In those cases, such as my vision, where I don’t like the change but I have no control over it, I need to make the most of it. “The secret of change is to focus all of your energy not on fighting the old, but on building the new.” Socrates.  I could deny the change – refuse to wear glasses or contacts – but that would hurt mostly me.  So I embrace the change and pick out glasses that look good on me and I appreciate the fact that I can see better with them.

When it comes to organizations such as Girl Scouting, those of us who have been around a while typically have the hardest time.  We know that things have changed many times, and will continue to change.  Sometimes we are just tired of learning new ways of doing something, or we don’t see the need for changing it – “If it ain’t broke, don’t fix it” attitude.  But that is a good recipe for stagnation. “Change is inevitable.  Progress is optional.” Tony Robbins

In Girl Scouting, we are always looking to offer a better experience, a more relevant program, a more effective way to make a difference in girls’ lives. But to accomplish that, things must change. “Progress is impossible without change, and those who cannot change their minds cannot change anything.” George Bernard Shaw.

As we move into summer, GSSI is looking at changes that will mean doing things differently.  As a staff member and volunteer, I feel particularly hard hit but excited.  GSSI staff has been working on the Customer Engagement Initiative (CEI) for many months.  Some councils were pioneers and blazed the trail, others chose to hang back- far back!  GSSI’s take? “The only way to make sense out of change is to plunge into it, move with it, and join the dance.”  Alan Watts. And it is a great dance! I am convinced that CEI will allow us to provide our volunteers, families and girls with a better experience all around.

“If you change the way you look at things, the things you look at change” Wayne Dyer

CEI is about looking at things differently.  What does it mean for volunteers?  Better service, for starters.  We will have one unified software system based on the popular customer relations manager, Salesforce, to better track our on-boarding of potential and new members and volunteers, and our support of you during your entire tenure with us.  The software tool will be consistently used by our teams to help members from new membership recruitment and support, membership services and support, and customer care.

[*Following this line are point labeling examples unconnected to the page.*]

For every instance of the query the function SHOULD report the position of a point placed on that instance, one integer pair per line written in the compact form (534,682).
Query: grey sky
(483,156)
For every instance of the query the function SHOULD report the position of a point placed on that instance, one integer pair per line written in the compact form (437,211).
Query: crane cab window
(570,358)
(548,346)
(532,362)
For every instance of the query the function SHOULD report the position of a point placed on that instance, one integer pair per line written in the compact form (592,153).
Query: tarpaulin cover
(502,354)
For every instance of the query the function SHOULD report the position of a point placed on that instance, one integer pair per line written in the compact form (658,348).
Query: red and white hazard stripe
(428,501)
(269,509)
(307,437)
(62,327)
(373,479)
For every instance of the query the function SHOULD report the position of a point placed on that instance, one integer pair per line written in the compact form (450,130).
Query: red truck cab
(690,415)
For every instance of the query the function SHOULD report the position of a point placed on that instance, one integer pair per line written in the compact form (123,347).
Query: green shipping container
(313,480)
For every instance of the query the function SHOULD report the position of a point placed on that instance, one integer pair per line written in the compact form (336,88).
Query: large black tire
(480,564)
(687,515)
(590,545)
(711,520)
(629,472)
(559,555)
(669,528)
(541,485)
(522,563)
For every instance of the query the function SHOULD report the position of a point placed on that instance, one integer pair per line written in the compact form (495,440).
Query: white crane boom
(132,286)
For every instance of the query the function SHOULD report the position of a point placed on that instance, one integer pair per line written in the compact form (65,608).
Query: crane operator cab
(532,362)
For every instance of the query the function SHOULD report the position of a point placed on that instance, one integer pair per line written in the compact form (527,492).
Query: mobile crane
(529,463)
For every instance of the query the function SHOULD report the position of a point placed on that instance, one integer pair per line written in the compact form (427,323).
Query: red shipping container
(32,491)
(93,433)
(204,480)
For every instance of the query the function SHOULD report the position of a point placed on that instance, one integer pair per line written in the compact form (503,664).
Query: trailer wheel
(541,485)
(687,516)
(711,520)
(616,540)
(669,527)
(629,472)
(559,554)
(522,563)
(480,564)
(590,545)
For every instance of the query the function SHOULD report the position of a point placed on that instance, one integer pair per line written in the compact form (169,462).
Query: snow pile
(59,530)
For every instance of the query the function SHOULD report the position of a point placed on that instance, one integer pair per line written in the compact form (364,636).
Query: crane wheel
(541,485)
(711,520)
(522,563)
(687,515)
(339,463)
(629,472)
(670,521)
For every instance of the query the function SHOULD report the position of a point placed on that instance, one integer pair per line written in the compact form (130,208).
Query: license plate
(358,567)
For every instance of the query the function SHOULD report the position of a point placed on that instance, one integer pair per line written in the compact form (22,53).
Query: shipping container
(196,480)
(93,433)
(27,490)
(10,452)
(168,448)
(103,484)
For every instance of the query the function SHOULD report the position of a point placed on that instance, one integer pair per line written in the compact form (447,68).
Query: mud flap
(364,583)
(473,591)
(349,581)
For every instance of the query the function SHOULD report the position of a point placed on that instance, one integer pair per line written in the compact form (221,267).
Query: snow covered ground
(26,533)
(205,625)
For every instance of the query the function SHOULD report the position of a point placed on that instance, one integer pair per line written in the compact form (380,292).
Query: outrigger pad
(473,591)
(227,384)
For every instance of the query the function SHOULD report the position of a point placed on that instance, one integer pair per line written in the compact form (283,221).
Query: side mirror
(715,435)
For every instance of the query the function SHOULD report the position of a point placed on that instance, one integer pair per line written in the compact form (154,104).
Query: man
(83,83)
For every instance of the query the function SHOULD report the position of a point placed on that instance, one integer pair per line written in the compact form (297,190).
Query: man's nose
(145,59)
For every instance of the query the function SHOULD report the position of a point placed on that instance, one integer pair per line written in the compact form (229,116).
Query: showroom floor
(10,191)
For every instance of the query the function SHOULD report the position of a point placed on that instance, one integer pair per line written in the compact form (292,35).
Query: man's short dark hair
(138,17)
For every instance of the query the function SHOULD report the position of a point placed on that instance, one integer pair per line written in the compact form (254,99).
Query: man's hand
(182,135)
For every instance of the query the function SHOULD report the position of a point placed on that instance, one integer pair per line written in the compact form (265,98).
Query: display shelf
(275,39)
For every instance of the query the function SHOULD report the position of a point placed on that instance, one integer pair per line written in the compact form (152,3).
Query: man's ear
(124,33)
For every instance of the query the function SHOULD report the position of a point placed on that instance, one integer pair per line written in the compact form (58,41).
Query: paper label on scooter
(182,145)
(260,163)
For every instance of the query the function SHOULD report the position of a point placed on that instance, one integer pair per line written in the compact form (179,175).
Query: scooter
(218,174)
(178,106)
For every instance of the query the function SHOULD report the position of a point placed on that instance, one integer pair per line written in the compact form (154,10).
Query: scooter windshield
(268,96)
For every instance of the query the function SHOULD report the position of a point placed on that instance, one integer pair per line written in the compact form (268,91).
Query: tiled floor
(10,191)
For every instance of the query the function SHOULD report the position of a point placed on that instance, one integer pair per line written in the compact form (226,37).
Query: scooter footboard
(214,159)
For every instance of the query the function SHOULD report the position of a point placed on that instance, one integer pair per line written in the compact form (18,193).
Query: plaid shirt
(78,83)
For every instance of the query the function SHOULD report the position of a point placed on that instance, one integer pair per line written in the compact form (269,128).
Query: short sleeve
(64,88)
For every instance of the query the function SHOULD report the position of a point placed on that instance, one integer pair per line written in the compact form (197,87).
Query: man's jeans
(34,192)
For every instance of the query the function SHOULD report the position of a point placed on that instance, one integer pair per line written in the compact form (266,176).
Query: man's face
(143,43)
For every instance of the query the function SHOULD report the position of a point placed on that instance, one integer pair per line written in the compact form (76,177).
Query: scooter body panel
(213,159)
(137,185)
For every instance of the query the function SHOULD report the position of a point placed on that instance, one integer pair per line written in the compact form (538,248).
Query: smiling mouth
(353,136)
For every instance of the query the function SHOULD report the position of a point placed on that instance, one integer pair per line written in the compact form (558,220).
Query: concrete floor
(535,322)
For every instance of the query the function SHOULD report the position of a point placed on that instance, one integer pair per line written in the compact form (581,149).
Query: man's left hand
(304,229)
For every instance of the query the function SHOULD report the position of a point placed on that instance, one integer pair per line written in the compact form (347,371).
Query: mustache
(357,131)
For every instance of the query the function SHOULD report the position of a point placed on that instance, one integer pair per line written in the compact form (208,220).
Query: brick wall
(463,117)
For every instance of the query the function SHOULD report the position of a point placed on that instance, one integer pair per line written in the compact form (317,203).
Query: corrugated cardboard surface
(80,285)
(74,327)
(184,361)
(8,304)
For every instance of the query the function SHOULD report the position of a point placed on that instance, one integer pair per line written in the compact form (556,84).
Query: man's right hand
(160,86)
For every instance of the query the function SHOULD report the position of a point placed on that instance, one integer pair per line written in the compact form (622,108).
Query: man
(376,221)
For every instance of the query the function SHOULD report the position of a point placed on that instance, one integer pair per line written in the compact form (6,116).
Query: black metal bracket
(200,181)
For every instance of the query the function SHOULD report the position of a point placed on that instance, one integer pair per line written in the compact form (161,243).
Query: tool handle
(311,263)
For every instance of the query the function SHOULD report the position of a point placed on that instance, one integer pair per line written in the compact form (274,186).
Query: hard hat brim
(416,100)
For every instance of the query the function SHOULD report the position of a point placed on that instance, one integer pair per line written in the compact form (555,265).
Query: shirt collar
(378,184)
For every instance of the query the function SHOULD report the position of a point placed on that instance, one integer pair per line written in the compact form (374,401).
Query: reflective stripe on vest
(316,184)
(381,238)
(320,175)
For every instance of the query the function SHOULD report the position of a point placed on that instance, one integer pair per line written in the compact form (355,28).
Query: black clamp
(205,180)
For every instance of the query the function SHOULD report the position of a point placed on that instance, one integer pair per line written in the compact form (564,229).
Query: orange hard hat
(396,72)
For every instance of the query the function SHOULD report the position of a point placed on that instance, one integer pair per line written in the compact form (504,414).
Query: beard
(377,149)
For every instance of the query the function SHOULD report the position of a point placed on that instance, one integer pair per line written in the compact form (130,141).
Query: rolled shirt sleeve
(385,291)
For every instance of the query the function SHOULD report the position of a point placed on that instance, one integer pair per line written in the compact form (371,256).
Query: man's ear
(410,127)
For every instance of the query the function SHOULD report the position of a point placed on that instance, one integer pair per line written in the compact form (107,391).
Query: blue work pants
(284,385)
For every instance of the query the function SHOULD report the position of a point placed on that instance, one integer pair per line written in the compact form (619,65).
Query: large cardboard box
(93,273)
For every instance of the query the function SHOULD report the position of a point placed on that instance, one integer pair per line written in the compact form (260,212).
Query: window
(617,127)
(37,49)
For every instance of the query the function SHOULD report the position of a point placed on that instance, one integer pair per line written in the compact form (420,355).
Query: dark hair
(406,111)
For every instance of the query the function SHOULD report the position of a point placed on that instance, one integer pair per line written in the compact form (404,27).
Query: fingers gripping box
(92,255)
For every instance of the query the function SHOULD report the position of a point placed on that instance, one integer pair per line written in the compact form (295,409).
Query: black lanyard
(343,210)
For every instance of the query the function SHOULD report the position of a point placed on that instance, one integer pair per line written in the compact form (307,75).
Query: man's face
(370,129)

How will the staff changes look to our volunteers?

  • Potential members and volunteers will be served by a New Member Recruiter out in the field.
  • New members will be guided through their registration and onboarding by our New Member Support specialist.
  • Members will be benefiting from close attention by our Membership Services and Support staff at service unit meetings, and through program and adult learning opportunities.
  • At all times, you will have ready access to our Customer Care team through which you will receive consistent and timely answers to your questions.

A word of warning: “All great changes are preceded by chaos.” Deepak Chopra

We are working VERY hard to ensure a smooth transition but there will be bumps along the road as we learn new technology.  There will be hiccups as we figure out more efficient processes.  And there will be headaches when things don’t work as expected.

We know that all of our work will be for nothing if we do not have YOUR support.  I firmly believe that all the upcoming changes will result in a better experience for our girls and volunteers.  I hope that you will continue to partner with us on this journey.

So, don’t be afraid of these changes. You may lose something good but we will be gaining something better!